Doch schauen wir jenseits von machttaktischen Erwägungen auf die zahlreichen Themen, die Schäuble von Merz inhaltlich trennten. Zum Thema Umweltschutz: „Rückblickend waren wir mit unseren selbstzufriedenen Vorstellungen auf dem falschen Dampfer – zu lange bewahrten wir uns ein naives Vertrauen in traditionelle Industrie- und Wachstumspolitik.“ Zu den Grünen: „In mancherlei Hinsicht war mir das grüne Milieu zugänglicher als die Klientel der FDP.“ Zum Thema Steuerreform: „Von einem Einkommenssteuertarif mit wenigen Sätzen, also einem Stufentarif, geschweige denn von einem Einheitssteuersatz, der sogenannten flatrate, habe ich nie viel gehalten, auch nicht, als mein Freund Friedrich Merz in seiner berühmten Bierdeckel-Rede auf dem Parteitag in Leipzig dafür gefeiert wurde.“ Zum Thema „Leitkultur“: Die um 2006 intensiv geführte Debatte fand er „nicht grundfalsch“, konnte ihr aber auch nicht viel abgewinnen: „Eine Debatte über abstrakte Begriffe wirft wenig gesellschaftlichen Mehrwert ab und neigt zur akademischen Spiegelfechterei. Außerdem emotionalisiert und im schlimmsten Fall radikalisiert sich das gesellschaftliche Klima über aufgeladene Begriffe.“ Zum Thema Islam: Der „glücklosen“ Präsidentschaft Christian Wullfs konnte ein Satz „etwas Glanz“ verleihen, so Schäuble, nämlich der Satz: „Der Islam gehört zu Deutschland.“ Mithin handelt es sich um einen Satz, den die Merz-CDU im neuen Grundsatzprogramm rückabgewickelt hat.

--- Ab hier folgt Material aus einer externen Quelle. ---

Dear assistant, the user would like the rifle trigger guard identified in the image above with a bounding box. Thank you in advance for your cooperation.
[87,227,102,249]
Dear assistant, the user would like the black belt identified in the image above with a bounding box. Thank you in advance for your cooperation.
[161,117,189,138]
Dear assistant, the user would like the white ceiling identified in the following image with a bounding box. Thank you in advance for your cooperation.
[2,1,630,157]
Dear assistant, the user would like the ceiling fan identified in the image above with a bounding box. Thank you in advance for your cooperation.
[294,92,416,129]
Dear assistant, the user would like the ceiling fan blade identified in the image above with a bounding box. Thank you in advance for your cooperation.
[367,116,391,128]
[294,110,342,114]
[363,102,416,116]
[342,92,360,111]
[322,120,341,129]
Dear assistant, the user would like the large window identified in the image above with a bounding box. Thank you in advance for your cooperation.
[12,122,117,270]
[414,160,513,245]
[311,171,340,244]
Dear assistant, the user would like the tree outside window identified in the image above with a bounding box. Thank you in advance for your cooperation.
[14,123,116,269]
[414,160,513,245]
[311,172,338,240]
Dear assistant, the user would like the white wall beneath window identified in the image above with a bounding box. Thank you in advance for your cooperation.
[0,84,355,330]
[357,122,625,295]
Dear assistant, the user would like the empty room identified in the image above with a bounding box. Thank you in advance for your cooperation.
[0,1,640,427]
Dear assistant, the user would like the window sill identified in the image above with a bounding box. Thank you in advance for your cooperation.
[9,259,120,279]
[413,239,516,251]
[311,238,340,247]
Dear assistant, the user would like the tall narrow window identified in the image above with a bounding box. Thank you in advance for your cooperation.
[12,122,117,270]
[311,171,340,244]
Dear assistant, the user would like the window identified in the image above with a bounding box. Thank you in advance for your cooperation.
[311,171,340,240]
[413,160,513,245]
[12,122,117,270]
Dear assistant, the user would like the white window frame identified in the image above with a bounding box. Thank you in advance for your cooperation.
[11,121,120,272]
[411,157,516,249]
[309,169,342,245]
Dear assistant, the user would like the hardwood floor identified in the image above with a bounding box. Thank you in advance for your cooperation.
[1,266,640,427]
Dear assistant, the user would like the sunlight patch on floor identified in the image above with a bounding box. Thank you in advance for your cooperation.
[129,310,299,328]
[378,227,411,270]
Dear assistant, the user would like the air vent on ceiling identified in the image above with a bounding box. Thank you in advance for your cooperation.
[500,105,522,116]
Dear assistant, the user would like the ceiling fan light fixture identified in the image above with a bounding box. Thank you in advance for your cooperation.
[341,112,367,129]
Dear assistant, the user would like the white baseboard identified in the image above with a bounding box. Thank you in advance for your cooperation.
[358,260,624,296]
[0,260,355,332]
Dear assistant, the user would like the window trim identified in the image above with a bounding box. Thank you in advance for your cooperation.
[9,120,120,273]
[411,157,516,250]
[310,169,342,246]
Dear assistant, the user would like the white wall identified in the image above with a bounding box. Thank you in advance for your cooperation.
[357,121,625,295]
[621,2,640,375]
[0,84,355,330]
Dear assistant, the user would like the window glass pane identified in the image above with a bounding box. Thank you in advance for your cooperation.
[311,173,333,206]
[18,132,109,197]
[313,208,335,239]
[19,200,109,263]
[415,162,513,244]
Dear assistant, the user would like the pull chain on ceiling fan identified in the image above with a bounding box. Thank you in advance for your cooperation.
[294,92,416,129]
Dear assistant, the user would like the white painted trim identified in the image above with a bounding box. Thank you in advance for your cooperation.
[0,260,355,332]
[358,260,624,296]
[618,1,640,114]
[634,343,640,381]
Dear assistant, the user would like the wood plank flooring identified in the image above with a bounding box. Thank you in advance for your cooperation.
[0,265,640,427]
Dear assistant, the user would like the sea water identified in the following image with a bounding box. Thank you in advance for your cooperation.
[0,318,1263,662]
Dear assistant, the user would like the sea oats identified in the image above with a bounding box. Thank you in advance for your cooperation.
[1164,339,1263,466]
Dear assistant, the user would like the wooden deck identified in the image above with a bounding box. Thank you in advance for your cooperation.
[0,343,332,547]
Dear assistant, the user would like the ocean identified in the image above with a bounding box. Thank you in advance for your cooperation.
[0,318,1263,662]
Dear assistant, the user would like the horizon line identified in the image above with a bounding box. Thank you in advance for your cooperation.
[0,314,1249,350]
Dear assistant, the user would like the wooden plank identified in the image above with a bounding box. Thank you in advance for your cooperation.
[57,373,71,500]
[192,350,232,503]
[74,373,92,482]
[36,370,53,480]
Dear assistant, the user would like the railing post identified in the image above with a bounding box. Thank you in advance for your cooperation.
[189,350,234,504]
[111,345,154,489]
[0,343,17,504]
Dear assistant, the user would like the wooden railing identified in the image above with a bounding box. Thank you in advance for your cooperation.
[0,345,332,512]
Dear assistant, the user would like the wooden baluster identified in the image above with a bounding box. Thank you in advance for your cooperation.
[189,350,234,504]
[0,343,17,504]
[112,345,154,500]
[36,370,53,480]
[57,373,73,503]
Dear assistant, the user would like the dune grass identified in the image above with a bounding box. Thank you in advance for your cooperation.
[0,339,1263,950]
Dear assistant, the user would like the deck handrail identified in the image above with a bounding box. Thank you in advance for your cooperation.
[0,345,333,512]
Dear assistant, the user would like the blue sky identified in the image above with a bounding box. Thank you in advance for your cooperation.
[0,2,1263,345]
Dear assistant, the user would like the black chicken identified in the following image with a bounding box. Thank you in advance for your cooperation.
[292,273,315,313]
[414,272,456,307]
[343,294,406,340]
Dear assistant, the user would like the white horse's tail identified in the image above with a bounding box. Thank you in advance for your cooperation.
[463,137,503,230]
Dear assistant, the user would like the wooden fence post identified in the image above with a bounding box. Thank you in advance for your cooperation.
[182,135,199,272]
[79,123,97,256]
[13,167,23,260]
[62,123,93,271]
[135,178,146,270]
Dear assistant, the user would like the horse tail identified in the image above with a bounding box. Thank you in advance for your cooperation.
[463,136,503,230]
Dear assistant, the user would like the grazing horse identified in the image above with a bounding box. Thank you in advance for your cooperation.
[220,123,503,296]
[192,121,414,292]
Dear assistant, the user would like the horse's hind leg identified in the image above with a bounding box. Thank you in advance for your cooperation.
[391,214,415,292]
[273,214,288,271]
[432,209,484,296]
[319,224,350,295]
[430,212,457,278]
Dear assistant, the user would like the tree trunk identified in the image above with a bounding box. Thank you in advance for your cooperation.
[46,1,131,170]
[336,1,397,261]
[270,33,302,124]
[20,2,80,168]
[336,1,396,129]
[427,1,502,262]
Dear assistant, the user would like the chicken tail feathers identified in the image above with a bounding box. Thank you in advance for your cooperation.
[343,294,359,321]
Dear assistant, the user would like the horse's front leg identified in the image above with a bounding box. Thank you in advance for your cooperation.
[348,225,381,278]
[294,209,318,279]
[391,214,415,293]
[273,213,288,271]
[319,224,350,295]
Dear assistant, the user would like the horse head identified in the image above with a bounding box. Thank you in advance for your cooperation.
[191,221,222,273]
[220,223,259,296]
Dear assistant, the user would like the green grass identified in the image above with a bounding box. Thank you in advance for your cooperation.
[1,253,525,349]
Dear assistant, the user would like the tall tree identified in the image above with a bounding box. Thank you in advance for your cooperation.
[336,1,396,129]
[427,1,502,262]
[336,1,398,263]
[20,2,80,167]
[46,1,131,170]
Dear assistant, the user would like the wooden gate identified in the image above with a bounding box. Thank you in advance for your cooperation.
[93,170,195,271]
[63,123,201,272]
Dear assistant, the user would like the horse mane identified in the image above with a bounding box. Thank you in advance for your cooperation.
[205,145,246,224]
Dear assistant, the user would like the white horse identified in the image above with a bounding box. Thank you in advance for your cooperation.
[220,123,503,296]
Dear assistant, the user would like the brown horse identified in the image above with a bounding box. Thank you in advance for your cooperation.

Besonders prägnant ist, was Schäuble seiner Partei zu den Themen Asyl und Migration ins Stammbuch schreibt:

„Neben stärkeren Anstrengungen gegen die existentiellen ökologischen Bedrohungen bleiben die globalen Migrationsbewegungen mit ihren Auswirkungen auf die Stabilität unserer Ordnung eines der zentralen Zukunftsprobleme. Dabei stehen wir weiter vor dem Dilemma, der Bevölkerung einerseits zu vermitteln, dass sich die Politik dem gewaltigen Problem der Migration annimmt, und gleichzeitig Stimmungen nicht aufzuheizen, sondern deeskalierend zu wirken. Wie gut uns diese Gratwanderung gelingt, ist von entscheidender Bedeutung für das gesellschaftliche Klima. Deshalb kann ich meiner Partei nur raten, nicht die gleichen Fehler wie in der Vergangenheit zu machen. Der verantwortliche Umgang mit dieser hochsensiblen Aufgabe verlangt auch weiterhin Härte und Herz.“

Schäuble als altersmilder Konservativer auf dem Weg zum Linksliberalismus, gar ein Schwarz-Grüner? Noch dazu einer, dessen Urteil über Angela Merkel überaus differenziert und überwiegend positiv ausfällt? Spannend jedenfalls, was er dem Parteinachwuchs mit auf den Weg gibt: „Ich bin (…) verwundert, wenn ich heute gelegentlich beobachte, wie sich als Symptom der Frühvergreisung Teile der jungen Generation in der CDU rechts vom Mainstream positionieren“. Betrachtete Schäuble Friedrich Merz, das Idol so vieler Jungunionisten, also nur als eine Art Stabilisator, der die Grundlagen dafür legt, dass ein modernerer Kandidat das Kanzleramt für die Union zurückerobern kann? Das alles sind Spekulationen, zu denen die Lektüre dieser in jeder Hinsicht gehaltvollen Memoiren einladen. Etwas Sphinxhaftes hat sich die politische Ausnahmegestalt Wolfgang Schäuble stets bewahrt: „Ich lüge nicht gerne. Aber um später nicht dementieren zu müssen, kann man auch nicht immer offen die Wahrheit sagen.“ Ob es sich dabei selbst um eine fromme Lüge handelt, dass müssen künftige Chronisten erörtern.